Ich hab so n ähnliches Prob. Ich log mich in WoW ein, Blasc läd, ich spiele und log mich dann wieder aus. Dann steht da zwar "Profil xy wurde erfolgreich übertragen" und das Fensterchen mit "Herold wird mit dem Server abgeglichen" kommt auch, aber meine Chars werden trotzdem nicht aktualisiert. Ich hab inzwischen schon alles mögliche probiert (Neuinstallation, nach Updates suchen,...), aber nichts hat geholfen.

Edit: hab grad gemerkt, wenn ich in den Einstellungen was ändere (z.B. Gildenname etc.) wird das auch nicht angezeigt. ._. Hilfe!


----------



## Argatosch - Son of Thorox (31. Dezember 2007)

Wie bringe ich meinem mybuffed-Profil bei meine Chars anzuzeigen? 

Habe bereits die Accountdaten im BLASC eingetragen, aber das scheint selbiges nicht wirklich zu interessieren. Gibts da nen Trick? 


			Dieser Inhalt steht nur eingeloggten Mitgliedern zur Verfügung.


----------



## Schattenrabe (31. Dezember 2007)

hallo,

ich hab ein Problem mit meinem Blasc.

ich hab das Häkchen bei "Charakter-Zuordnung bei neuen Charakteren verstecken" drin, und das auch absichtlich, da ja laut Info die Charaktere einzeln nachträglich in den MyBuffed-Einstellungen freigeschalten werden können. aber ich finde in meinem MyBuffed diese Option nicht.

Kann mir da bitte wer weiterhelfen?

MfG, Schattenrabe


----------



## Chrissian (2. Januar 2008)

hier,hab das gleiche problem


----------



## bladelord (2. Januar 2008)

das gleiche problem hab ich auch bei mri is des problem unetr einstellungen finde ich nciht mal charakter verwaltung an was leigt das

mfg bladelord


----------



## Raxar70 (2. Januar 2008)

Meine Chars werden nicht auf meinen Acount geladen, versuche es nun schon seit drei Tagen und nichts erschint. Was soll ich machen, habt ihr einen rat für micht hab Blasc schon vorher BLASC2 benutzt und da ist es gegangen.

Nun zu meinem Problem:

BLASC ist neben WoW an, wenn ich spiele. dann beende ich das Spiel und warte das mein Char hochgeladen wird und nichts geht. Was soll ich machen?


----------



## Thorgren (3. Januar 2008)

Hallo Gemeinde,

erst einmal: Frohes neues Jahr Euch allen.

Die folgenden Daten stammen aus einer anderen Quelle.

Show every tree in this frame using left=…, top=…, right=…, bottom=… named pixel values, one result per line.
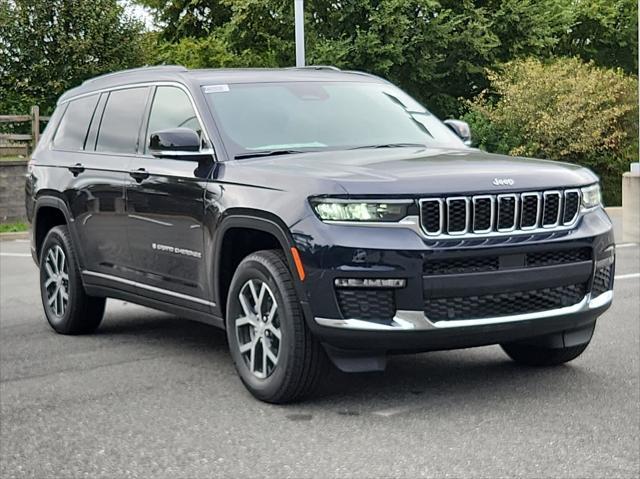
left=0, top=0, right=144, bottom=114
left=466, top=58, right=638, bottom=205
left=146, top=0, right=572, bottom=116
left=555, top=0, right=638, bottom=74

Bei mir tritt ein ganz ähnliches Problem wie bei Raxar70 auf:
Früher (Anfang Dezember) hatte ich BLASC2 testweise installiert und die Charakter-Daten wurden korrekt hochgeladen und mit dem Account verknüpft.
Dann deinstallierte ich BLASC2.
Am Dienstag (01.01.08) installierte ich BLASC2 unter großen Mühen wieder (Netzwerk war zum Teil nicht erreichbar, aber das war ja ein anderer Thread...).
Leider werden die Charakterdaten irgendwie nicht mehr hochgeladen. Weder 'neben' dem Spielen, noch, wenn man die manuelle Aktualisierung durchführt.
Ich ging natürlich erst einmal davon aus, dass der Fehler vor dem Rechner sitzt und überprüfte buffed-Login, buffed-Kennwort, WoW-Account, die Charakter-Einstellungen in BLASC2 auf das genaueste - ohne Erfolg beim Hochladen.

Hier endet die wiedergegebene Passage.